For a blog publishing daily, the sitemap will naturally update frequently as you add new posts. That is enough. The sitemap’s job is to present the newest and most important URLs as “known, canonical, and worth considering.” It’s not a real-time indexing system.

A practical sitemap strategy for your first 100 posts

Since you are following a structured 100-post roadmap and you want to build topical authority without noise, here is a clean approach that scales:

In the first 20 posts, keep the sitemap strict. Include only posts. Keep tag archives out of the sitemap, and ensure they are not accidentally indexable if they are thin. Let categories exist for organisation, but do not force them as index candidates until they have depth.

From around 20 to 50 posts, choose a few categories that are becoming strong clusters and strengthen them with short introductory descriptions and a curated set of internal links. At that point, including category pages in the sitemap can make sense because they become useful landing pages.

From 50 to 100 posts, you can begin to treat select tag pages as real hubs, but only if they have enough content under them and you are willing to make them useful. If you do that, you should also consider improving the tag page layout so it’s not just a list. The principle is always the same: do not invite pages into the index until they behave like destinations.

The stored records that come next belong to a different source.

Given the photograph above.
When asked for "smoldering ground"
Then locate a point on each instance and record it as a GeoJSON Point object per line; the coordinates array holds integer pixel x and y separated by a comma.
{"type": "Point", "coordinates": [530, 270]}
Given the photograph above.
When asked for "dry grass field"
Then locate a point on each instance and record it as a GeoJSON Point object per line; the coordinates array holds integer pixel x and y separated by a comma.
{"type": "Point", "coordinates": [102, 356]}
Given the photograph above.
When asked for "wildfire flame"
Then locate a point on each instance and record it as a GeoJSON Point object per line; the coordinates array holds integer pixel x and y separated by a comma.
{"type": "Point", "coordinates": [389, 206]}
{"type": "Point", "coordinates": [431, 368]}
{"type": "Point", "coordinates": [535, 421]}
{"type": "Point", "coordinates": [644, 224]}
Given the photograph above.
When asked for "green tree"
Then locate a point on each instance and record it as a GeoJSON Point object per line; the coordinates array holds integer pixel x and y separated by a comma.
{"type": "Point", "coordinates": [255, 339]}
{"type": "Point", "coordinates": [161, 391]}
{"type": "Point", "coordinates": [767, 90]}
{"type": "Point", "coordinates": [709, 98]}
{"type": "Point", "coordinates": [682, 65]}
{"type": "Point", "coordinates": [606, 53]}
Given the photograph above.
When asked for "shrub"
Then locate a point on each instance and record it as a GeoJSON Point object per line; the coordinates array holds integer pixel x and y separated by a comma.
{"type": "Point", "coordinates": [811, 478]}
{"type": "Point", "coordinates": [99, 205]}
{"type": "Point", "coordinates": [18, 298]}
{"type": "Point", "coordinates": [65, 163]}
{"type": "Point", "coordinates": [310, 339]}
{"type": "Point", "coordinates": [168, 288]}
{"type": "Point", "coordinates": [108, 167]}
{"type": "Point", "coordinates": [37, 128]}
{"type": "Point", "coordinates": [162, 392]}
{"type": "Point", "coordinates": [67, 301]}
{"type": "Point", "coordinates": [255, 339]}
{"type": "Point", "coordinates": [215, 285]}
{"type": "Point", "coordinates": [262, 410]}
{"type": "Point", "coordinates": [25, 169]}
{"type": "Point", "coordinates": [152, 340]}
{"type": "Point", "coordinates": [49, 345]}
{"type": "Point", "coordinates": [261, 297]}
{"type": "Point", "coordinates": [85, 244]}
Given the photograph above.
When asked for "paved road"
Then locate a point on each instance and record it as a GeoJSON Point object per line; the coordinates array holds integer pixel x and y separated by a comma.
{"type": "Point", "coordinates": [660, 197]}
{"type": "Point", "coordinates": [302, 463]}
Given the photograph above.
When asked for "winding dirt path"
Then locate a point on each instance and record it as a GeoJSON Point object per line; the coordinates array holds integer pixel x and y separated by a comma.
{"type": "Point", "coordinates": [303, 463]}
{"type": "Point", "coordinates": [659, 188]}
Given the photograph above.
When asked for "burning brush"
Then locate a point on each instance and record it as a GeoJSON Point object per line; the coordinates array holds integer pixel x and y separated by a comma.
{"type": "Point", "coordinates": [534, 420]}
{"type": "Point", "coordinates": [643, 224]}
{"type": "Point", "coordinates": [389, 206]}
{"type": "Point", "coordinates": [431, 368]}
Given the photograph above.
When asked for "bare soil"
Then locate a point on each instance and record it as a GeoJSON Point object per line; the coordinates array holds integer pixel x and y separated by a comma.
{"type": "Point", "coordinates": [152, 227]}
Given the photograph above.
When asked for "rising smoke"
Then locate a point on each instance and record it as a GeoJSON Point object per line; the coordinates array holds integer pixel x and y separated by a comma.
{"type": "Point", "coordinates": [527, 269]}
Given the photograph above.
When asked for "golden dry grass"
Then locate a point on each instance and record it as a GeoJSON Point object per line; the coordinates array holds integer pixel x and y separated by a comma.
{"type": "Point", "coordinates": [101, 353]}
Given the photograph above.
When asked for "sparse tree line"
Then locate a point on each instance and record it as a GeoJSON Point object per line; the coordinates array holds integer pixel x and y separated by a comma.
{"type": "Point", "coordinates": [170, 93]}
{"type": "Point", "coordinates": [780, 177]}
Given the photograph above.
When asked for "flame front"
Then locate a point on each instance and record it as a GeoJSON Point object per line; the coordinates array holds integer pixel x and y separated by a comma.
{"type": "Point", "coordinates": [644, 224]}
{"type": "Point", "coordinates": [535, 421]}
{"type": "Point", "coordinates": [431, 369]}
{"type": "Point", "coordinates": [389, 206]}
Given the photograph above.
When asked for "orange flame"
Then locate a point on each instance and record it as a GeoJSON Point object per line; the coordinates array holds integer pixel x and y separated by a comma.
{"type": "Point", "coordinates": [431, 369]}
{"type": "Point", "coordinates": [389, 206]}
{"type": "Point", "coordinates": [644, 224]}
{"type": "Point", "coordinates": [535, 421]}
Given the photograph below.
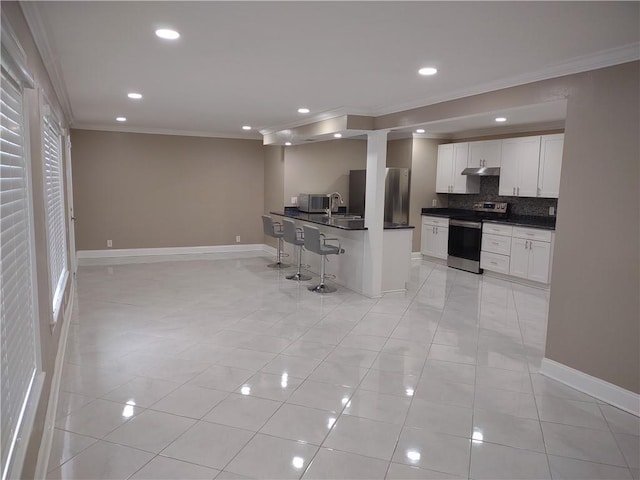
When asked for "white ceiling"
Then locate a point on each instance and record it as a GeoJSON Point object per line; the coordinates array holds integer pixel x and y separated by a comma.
{"type": "Point", "coordinates": [255, 63]}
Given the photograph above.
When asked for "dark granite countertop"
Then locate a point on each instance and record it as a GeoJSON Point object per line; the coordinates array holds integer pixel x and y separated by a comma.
{"type": "Point", "coordinates": [546, 223]}
{"type": "Point", "coordinates": [444, 212]}
{"type": "Point", "coordinates": [337, 220]}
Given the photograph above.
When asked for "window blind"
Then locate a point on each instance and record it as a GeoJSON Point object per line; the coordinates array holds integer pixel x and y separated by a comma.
{"type": "Point", "coordinates": [18, 355]}
{"type": "Point", "coordinates": [56, 230]}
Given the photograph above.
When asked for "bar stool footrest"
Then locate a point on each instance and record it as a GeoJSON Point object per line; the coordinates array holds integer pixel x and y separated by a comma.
{"type": "Point", "coordinates": [300, 277]}
{"type": "Point", "coordinates": [322, 288]}
{"type": "Point", "coordinates": [279, 265]}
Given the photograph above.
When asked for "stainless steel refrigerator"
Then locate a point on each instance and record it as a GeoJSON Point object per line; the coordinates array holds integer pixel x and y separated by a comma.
{"type": "Point", "coordinates": [396, 197]}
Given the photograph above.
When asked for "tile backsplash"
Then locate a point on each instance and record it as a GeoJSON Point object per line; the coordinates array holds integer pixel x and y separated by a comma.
{"type": "Point", "coordinates": [517, 205]}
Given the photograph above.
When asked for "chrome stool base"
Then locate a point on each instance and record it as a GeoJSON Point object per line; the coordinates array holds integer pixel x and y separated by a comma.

This staged approach prevents index bloat, keeps crawling efficient, and increases the probability that your high-value posts get crawled and indexed quickly.

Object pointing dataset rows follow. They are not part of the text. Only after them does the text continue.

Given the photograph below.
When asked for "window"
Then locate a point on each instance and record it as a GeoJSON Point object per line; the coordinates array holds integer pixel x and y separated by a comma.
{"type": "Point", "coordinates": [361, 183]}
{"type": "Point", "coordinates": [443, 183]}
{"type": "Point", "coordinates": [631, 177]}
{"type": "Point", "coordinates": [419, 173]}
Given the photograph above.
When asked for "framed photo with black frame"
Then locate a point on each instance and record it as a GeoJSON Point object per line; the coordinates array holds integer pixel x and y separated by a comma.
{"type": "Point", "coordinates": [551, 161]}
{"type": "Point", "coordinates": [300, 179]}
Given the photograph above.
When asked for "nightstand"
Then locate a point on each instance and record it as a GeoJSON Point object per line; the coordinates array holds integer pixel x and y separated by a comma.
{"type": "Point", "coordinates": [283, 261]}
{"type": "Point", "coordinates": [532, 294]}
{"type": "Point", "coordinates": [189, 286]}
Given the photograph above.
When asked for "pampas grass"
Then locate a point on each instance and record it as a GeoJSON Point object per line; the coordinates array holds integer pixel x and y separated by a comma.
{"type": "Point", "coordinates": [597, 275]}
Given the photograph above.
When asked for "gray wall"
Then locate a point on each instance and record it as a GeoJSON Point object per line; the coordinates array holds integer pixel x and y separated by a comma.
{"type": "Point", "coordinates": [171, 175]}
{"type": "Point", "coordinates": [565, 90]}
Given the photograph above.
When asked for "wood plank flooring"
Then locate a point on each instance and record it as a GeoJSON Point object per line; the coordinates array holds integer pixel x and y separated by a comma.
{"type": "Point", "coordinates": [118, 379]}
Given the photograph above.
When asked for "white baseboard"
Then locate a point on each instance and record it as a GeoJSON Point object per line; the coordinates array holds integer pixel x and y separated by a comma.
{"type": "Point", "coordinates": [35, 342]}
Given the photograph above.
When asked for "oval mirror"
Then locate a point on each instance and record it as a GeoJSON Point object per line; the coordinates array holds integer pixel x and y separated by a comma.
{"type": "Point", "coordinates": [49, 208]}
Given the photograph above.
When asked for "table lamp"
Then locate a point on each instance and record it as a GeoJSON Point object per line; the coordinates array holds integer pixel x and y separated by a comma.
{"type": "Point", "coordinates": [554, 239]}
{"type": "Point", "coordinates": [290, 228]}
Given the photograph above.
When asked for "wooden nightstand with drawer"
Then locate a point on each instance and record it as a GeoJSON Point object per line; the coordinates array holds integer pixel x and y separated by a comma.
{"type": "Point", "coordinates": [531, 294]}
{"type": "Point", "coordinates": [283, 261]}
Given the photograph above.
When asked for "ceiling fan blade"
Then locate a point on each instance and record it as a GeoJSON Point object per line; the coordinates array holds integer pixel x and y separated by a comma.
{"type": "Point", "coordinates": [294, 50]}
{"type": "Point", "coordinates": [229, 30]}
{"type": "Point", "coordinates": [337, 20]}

The fast fix if your sitemap is clean but indexing is still slow

Sometimes you can have a perfect sitemap and still see slow indexing. On a new site, that is normal. In those cases, the sitemap is doing its job, and the bottleneck is usually authority and prioritisation. The most effective lever then is not tinkering with the sitemap. It is strengthening internal linking and publishing high-information-gain posts that demonstrate expertise.

Also, make sure your Insights site is linked contextually from your main ramfaseo.se landing page. That is a clean trust transfer. If you have a LinkedIn presence, publish the best posts there too. Real engagement is not a direct ranking factor in the simplistic sense, but it often correlates with the type of signals that lead to crawls, citations, and brand discovery.

A short operational checklist you can follow every time you publish

Publish the post and ensure it has a clean canonical. Link to it from the homepage module or a prominent section. Add a couple of internal links from related posts when possible. Confirm it appears in the post sitemap. Avoid publishing or exposing thin archives that compete for crawl budget. Then let Google crawl it naturally while you keep building the cluster.

If you follow that loop consistently, the sitemap becomes a reliable foundation rather than something you constantly tweak.